The first chapter of “The Breakthrough” she asks “Who the f*ck are you?” where she encourages readers to continually ask themselves who am I and what do I want and it’s all rooted in self-love. She writes in the affirmations section: “It’s never too late to heal”, a simple yet crucial affirmation that reminds readers that no matter where they are in life, healing can happen. Guerra hopes readers learn to speak words of love to themselves, reinforcing the importance of affirmations and why she was intentional about including them throughout the book: “Affirmations keep your becoming at the forefront of your mind. These affirmations are you co-creating with the universe and connecting with your essence. They are the pathway to your becoming.”

These affirmations chip away at the the beliefs, rooted in marianismo (as she calls it the “bible for femininity”), that have been forced on Latinas from a young age. Part of the reason inner child work is so fundamental is because of the impact these beliefs have had on Latinas for generations. But Guerra reminds readers that we need to be writing our own stories and rules instead of following those that are set before us.

“We have such heavy, stark, and rigid expectations placed on us from such an early age. We don’t need a bible for femininity telling us who and how to be,” she tells us.

Part of her journey in nurturing her inner niña includes embracing her queer identity after her marriage to a man came to an end, while grappling with homophobia in her family. Guerra, who founded the cultural center Casita Queer in Oaxaca City, is a vocal LGBTQIA leader in the community but details in the book the difficult conversations she had with family members who judged her as a lesbian. She’s now found her voice as a proud lesbian helping other queer folks feel safe and seen through her work and credits two of the most iconic queer Latinas for helping her and many other feel seen.
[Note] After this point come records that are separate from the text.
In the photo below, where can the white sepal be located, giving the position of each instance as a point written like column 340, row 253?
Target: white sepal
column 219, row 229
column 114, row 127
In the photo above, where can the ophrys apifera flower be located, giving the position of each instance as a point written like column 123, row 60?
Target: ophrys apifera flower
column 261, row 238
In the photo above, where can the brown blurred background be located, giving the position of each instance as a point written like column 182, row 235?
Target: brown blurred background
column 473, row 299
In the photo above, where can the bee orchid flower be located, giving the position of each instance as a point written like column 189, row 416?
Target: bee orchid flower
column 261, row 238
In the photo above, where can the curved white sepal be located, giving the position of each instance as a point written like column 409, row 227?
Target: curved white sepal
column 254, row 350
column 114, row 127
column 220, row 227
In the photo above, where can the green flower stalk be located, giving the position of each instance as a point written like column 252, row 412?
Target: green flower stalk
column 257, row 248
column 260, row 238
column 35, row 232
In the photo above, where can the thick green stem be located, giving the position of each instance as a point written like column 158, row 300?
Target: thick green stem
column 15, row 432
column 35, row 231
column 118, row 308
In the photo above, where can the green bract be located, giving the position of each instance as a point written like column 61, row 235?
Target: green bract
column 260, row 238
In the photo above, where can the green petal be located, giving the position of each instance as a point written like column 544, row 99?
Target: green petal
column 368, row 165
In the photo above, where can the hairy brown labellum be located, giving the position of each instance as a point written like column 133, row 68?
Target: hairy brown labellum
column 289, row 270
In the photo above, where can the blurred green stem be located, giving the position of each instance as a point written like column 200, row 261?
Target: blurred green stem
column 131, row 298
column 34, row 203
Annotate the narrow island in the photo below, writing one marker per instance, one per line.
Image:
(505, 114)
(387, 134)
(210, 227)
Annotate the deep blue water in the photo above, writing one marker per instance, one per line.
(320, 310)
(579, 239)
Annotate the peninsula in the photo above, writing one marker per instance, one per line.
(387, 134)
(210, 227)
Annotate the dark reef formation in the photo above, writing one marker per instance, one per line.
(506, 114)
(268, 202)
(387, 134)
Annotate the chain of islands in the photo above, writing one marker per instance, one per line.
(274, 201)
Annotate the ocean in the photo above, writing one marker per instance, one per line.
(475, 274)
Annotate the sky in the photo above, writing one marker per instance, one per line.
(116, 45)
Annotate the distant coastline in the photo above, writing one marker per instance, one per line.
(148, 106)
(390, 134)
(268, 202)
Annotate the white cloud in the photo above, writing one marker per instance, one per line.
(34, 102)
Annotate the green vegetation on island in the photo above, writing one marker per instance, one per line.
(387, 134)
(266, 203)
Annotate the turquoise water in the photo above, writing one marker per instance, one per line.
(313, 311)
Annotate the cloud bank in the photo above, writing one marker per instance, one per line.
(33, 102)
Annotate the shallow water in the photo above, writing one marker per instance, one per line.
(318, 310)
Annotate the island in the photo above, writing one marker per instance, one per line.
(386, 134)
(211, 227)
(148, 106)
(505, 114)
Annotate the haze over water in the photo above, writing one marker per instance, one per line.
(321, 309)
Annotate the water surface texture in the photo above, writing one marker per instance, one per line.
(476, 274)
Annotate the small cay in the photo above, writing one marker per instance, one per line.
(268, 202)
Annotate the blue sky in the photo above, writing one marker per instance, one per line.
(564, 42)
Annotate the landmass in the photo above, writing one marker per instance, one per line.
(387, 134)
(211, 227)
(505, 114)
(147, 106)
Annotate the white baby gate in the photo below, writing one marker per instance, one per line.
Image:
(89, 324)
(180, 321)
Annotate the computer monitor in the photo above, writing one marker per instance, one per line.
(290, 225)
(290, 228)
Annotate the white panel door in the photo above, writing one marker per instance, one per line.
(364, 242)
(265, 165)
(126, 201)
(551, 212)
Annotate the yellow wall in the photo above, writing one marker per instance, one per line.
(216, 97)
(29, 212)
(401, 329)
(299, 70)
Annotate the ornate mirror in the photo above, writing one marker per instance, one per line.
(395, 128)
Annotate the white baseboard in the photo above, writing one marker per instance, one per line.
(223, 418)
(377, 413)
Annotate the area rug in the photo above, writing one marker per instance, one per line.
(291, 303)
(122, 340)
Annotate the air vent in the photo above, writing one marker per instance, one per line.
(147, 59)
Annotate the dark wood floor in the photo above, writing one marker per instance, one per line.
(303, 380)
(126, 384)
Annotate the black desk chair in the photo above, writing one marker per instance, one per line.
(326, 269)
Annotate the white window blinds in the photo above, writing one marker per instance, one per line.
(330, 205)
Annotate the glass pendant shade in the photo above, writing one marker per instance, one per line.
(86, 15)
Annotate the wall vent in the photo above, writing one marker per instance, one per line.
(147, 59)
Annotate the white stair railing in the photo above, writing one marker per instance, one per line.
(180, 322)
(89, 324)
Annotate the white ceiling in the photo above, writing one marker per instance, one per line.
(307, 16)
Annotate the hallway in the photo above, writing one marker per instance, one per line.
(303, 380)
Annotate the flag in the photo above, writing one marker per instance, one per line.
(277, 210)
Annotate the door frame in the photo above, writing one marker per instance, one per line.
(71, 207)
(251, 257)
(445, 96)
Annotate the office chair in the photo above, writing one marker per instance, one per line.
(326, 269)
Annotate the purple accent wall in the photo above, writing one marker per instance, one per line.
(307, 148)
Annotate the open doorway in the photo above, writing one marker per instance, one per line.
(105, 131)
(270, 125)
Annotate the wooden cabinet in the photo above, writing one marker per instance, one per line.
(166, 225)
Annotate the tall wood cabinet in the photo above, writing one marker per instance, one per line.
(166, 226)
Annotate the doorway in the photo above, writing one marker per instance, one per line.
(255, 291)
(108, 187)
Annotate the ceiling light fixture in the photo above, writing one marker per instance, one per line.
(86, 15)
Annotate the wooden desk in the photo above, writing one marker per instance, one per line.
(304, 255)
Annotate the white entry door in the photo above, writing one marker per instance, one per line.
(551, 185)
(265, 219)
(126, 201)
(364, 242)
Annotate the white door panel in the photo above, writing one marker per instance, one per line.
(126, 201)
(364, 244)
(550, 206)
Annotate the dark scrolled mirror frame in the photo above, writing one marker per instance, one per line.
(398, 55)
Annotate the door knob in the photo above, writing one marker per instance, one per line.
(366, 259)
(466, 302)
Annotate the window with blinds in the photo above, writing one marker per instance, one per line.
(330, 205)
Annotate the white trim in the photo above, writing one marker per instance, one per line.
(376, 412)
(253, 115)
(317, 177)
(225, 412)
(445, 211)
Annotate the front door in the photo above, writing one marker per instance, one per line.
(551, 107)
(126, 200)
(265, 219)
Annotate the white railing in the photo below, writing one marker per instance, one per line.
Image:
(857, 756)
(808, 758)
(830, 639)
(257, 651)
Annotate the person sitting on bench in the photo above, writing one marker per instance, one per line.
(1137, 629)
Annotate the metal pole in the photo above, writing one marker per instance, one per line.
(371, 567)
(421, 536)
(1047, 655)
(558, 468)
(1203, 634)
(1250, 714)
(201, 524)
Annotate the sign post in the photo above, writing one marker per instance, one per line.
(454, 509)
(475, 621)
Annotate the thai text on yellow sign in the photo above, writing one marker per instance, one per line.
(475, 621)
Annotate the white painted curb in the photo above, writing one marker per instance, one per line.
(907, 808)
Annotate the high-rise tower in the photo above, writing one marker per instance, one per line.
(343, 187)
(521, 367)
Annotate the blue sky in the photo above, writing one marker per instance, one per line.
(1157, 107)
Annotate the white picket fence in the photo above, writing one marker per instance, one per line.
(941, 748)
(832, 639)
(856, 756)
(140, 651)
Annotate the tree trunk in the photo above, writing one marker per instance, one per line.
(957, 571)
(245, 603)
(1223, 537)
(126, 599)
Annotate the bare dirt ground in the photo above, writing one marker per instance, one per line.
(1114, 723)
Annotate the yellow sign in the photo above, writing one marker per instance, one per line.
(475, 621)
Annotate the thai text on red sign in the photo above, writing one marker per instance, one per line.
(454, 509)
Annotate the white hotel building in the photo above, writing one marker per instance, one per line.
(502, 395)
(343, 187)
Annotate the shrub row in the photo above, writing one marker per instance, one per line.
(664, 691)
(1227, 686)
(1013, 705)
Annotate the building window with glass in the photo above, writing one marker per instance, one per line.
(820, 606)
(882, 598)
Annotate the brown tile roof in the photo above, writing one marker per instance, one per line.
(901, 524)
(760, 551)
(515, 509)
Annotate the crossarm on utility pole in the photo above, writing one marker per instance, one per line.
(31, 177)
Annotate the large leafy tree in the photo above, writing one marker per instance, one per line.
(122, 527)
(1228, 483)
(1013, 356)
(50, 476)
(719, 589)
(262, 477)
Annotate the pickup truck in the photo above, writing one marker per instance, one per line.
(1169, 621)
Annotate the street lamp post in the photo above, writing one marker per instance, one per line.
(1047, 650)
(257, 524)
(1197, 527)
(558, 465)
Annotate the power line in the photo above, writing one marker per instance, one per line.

Lesbian singer Chavela Vargas who had an affair with famed Mexican artist Frida Kahlo was unabashedly open about her queerness and relationship with Kahlo despite the stigma. This rebellious act gave queer women “wings” Guerra writes, calling it the “Mariposa Effect”, the act of giving yourself wings and inspiring other mujeres to do the same. Guerra tells us that the chapter on the Mariposa Effect was the easiest for her to write and, as the closing chapter for the book, she “felt like lighting a torch and passing it on. I hope readers take the torch and fill the sky with their wings.”